JAKARTA — Realisasi produksi minyak dan gas bumi (migas) Indonesia pada semester I-2025 melampaui target yang tertuang dalam APBN. Kementerian ESDM melaporkan realisasi setara minyak mencapai sekitar 1.754,5 ribu barel setara minyak per hari (MBOEPD), melebihi target semester sebesar 1.610 MBOEPD.
Secara komoditas, capaian ini ditopang oleh performa gas yang relatif kuat serta realisasi minyak mentah yang pada Juni 2025 tercatat 608,1 ribu barel per hari (bph), sedikit melewati target bulanan 605 ribu bph. Pemerintah memandang angka ini sebagai bukti efektivitas sejumlah kebijakan deregulasi dan paket insentif investasi migas.
Pujian datang dari lingkar pemerintahan dan investor, namun sejumlah pengamat mengingatkan agar capaian agregat tidak membuat lengah. Fluktuasi produksi bulanan dan ketergantungan pada beberapa lapangan kunci menandai adanya risiko struktural yang harus segera diatasi.

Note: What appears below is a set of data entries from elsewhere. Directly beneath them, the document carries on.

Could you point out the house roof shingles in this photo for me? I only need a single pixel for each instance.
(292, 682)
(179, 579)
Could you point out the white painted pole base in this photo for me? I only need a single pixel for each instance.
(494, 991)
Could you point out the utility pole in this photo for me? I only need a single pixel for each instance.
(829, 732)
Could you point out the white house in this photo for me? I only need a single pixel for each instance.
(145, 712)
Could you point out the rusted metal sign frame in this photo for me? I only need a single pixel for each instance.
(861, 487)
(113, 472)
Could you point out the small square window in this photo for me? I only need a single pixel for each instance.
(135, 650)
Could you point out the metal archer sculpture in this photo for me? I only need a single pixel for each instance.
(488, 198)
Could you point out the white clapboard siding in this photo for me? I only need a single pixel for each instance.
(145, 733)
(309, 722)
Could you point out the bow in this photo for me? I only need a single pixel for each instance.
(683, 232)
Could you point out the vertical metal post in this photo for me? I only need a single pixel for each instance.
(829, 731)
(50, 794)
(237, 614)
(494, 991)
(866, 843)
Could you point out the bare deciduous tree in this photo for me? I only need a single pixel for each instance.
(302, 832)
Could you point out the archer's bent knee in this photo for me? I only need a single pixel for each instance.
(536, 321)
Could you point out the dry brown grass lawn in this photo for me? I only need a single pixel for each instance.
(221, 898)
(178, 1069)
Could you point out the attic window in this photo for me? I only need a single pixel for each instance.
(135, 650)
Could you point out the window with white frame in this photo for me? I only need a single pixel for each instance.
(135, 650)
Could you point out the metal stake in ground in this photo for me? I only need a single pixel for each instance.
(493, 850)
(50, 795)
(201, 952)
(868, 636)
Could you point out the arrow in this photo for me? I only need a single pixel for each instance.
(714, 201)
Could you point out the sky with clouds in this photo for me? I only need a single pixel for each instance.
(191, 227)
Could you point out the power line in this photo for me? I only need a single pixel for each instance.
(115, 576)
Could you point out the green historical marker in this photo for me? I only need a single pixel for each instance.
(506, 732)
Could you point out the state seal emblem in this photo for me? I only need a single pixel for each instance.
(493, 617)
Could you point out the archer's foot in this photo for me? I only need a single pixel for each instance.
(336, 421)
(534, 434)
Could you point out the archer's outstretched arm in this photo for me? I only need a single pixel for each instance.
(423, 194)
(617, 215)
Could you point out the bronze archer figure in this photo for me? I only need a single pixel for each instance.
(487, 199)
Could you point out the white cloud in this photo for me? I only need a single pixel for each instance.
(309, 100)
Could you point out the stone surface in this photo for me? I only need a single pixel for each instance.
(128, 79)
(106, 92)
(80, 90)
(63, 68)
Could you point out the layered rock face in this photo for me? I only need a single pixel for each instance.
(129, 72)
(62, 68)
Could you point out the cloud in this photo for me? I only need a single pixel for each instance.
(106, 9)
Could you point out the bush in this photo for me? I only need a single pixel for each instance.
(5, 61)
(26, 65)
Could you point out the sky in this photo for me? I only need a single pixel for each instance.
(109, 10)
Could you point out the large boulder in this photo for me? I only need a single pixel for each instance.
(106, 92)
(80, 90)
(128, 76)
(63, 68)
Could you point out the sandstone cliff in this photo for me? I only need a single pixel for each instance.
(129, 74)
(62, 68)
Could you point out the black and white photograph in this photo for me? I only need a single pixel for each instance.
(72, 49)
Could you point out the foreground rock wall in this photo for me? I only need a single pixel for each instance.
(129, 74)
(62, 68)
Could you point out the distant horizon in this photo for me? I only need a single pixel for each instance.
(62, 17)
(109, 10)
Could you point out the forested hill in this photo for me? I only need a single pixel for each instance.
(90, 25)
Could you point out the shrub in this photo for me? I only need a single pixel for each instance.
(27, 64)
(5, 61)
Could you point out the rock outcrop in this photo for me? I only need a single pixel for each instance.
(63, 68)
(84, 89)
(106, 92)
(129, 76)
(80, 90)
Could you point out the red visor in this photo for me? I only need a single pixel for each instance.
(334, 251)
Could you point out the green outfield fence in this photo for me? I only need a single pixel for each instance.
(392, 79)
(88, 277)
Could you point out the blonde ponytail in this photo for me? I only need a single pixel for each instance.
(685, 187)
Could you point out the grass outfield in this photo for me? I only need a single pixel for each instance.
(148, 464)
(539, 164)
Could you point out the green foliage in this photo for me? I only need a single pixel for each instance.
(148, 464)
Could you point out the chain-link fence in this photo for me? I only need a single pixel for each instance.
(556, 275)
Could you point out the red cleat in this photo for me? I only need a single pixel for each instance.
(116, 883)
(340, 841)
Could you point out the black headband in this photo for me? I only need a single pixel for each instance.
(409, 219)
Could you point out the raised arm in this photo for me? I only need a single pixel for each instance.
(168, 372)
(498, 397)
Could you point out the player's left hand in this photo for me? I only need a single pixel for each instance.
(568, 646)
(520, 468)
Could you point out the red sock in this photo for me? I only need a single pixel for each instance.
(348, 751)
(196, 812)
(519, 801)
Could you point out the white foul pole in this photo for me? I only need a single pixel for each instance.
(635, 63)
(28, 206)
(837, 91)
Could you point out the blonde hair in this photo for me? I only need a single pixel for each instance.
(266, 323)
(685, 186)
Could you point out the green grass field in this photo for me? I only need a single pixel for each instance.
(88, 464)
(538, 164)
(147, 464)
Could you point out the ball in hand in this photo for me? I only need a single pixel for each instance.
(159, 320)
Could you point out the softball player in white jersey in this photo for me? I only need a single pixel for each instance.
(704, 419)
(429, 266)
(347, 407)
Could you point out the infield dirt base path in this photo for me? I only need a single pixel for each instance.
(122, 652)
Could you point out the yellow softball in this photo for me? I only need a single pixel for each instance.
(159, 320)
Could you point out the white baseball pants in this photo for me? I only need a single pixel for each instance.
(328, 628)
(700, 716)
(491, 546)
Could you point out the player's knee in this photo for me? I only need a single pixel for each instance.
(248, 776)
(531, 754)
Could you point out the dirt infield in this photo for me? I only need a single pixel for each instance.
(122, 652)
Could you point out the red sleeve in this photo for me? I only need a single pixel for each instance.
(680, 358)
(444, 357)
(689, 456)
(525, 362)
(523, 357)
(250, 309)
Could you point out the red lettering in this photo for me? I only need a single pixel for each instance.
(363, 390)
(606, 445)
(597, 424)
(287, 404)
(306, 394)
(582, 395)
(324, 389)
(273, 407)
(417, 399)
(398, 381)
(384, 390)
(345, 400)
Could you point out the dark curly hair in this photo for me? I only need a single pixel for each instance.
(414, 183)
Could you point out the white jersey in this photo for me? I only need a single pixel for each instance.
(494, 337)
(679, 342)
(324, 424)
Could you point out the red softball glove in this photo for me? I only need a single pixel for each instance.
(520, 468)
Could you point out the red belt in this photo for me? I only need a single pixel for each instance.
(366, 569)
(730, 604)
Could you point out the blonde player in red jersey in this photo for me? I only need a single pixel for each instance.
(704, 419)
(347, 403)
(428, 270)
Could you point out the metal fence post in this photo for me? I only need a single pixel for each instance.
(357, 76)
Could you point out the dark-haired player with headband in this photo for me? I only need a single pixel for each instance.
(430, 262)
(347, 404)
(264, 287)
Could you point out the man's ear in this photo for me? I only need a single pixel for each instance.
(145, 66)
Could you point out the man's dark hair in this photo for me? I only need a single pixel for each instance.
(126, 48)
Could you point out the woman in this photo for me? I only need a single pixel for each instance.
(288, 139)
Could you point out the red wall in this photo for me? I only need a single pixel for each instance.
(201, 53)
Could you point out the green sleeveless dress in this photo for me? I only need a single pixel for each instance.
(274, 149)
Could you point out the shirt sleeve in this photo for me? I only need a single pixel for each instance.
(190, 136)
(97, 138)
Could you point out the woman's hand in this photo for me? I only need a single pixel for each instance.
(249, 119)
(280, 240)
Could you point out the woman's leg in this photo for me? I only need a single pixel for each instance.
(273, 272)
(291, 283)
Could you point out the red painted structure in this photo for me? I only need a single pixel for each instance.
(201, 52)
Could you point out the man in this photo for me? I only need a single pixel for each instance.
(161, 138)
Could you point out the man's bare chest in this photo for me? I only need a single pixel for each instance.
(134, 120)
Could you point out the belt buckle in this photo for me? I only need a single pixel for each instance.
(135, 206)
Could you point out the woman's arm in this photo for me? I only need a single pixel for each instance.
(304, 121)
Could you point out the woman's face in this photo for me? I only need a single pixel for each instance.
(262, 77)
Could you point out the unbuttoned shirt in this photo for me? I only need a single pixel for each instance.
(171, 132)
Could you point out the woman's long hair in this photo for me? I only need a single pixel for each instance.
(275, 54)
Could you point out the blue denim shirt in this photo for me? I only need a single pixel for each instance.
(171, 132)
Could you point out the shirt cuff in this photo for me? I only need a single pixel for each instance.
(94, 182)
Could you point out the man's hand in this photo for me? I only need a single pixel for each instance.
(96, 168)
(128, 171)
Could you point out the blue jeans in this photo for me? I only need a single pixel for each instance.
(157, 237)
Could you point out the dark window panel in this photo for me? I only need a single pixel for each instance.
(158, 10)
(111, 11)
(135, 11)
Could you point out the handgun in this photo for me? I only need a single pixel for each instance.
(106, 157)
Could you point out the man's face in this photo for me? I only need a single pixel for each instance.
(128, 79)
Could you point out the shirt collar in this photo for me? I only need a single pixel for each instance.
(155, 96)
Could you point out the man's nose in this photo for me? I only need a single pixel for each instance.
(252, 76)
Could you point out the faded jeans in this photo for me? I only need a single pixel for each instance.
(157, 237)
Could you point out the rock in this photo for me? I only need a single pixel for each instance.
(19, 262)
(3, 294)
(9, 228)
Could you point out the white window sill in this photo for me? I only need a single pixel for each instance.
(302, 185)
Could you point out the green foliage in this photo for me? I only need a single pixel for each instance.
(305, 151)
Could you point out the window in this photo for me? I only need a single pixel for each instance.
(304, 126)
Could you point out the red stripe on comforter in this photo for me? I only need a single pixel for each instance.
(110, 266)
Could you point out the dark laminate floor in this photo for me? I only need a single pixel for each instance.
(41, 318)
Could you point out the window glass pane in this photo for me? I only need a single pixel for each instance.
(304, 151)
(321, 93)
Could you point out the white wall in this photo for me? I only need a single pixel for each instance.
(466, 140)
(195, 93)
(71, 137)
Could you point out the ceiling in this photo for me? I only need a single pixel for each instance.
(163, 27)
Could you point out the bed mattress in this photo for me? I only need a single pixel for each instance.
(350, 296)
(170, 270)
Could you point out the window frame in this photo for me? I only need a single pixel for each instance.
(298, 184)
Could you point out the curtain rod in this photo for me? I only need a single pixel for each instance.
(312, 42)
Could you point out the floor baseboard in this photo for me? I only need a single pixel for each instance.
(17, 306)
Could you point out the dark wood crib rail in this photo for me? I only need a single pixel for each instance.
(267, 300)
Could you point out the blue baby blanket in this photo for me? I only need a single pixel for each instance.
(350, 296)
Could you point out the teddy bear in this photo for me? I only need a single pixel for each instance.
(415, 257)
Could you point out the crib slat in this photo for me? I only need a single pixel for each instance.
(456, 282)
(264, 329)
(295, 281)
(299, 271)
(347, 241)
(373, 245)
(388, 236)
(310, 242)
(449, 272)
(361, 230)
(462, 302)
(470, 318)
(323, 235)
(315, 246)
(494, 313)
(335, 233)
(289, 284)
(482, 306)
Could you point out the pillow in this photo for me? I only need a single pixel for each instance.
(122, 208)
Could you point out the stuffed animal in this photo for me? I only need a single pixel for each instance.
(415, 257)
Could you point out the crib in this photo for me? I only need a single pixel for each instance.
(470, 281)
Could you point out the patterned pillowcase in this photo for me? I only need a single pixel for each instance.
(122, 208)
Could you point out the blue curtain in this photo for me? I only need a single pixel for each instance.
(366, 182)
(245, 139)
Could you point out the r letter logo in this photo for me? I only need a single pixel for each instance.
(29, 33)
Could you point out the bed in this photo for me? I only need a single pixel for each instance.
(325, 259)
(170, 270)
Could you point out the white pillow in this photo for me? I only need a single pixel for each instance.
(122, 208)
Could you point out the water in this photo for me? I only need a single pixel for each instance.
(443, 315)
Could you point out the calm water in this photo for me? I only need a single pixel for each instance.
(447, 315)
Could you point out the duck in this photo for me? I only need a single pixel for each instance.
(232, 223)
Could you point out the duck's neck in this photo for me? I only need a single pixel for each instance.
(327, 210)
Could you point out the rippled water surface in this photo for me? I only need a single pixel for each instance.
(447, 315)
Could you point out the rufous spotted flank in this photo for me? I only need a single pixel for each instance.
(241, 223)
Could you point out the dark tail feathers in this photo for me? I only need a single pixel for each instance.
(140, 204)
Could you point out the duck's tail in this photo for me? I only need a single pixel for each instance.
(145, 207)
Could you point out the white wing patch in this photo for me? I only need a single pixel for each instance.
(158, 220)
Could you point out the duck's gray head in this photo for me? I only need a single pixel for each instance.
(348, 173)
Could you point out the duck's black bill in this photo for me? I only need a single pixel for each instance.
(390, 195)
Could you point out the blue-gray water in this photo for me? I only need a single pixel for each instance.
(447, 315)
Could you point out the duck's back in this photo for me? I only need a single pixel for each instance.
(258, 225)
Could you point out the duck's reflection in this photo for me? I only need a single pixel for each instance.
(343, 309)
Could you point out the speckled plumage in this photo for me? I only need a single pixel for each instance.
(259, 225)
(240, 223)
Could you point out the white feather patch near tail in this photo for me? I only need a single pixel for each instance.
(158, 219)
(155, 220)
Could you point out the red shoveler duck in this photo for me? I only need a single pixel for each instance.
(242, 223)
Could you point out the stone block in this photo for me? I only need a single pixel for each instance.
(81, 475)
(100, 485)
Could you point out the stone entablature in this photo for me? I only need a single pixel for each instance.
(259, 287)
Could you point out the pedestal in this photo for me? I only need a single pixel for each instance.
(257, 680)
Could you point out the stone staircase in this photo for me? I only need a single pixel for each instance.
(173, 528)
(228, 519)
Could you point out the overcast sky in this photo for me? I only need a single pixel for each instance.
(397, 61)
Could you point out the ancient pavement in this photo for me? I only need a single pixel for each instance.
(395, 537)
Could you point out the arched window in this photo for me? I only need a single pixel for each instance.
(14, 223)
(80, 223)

“Menteri Energi dan Sumber Daya Mineral, Bahlil Lahadalia, menyatakan bahwa keberhasilan melampaui target produksi migas semester pertama 2025 merupakan bukti kebijakan strategis pemerintah berjalan efektif. ‘Kami terus mendorong optimalisasi sumur-sumur yang ada dan memberikan insentif agar investor tetap percaya,’ ujarnya. Namun, Bahlil juga mengingatkan perlunya kerja keras untuk menjaga keberlanjutan produksi jangka panjang.”
“Pencapaian ini memang patut diapresiasi, namun kewaspadaan lebih penting. Kita harus menanyakan kelangsungan produksi: apakah surplus ini sifatnya struktural atau sekadar temporal karena faktor teknis tertentu?” ujar Romadhon Jasn, Direktur Eksekutif Gagas Nusantara, Selasa (12/8/2025)
Salah satu persoalan mendasar adalah usia lapangan dan sumur tua yang produksinya menurun secara alamiah. Revitalisasi lapangan tua, proyek eksplorasi yang masif, serta adopsi teknologi enhanced oil recovery menjadi kebutuhan mendesak untuk menjaga produksi jangka menengah dan panjang.
Selain faktor teknis, aspek investasi juga menentukan. Untuk mempertahankan dan meningkatkan lifting diperlukan paket insentif fiskal yang jelas, kepastian regulasi, dan penanganan birokrasi perizinan agar modal asing maupun domestik berani masuk ke proyek hulu yang berisiko tinggi.
“Yang diperlukan sekarang bukan hanya euforia angka, melainkan peta jalan investasi dan revitalisasi yang transparan dari paket insentif hingga target pengeboran tahunan yang bisa diaudit publik,” tegas Romadhon Jasn.
Di sisi lain, capaian migas menimbulkan debat kebijakan: apakah fokus pada peningkatan produksi migas akan menggeser prioritas transisi ke energi terbarukan. Banyak pihak menyarankan strategi seimbang yang mengintegrasikan kebutuhan ketahanan energi jangka pendek dengan program dekarbonisasi jangka panjang.
“Produksi migas yang tinggi hari ini tidak boleh menjadi alasan menunda investasi EBT. Kebijakan energi harus mengakomodasi keduanya: stabilitas pasokan serta percepatan transisi energi bersih,” kata Romadhon .
Kesimpulannya, capaian semester I-2025 menyimpan dua pesan: keberhasilan teknis yang patut diapresiasi, dan kewajiban kebijakan untuk memastikan keberlanjutan. Pemerintah diminta menyusun roadmap hulu yang menggabungkan revitalisasi lapangan, insentif investasi, transparansi data, dan sinergi dengan agenda energi bersih agar surplus hari ini menjadi fondasi, bukan jebakan, bagi masa depan energi Indonesia.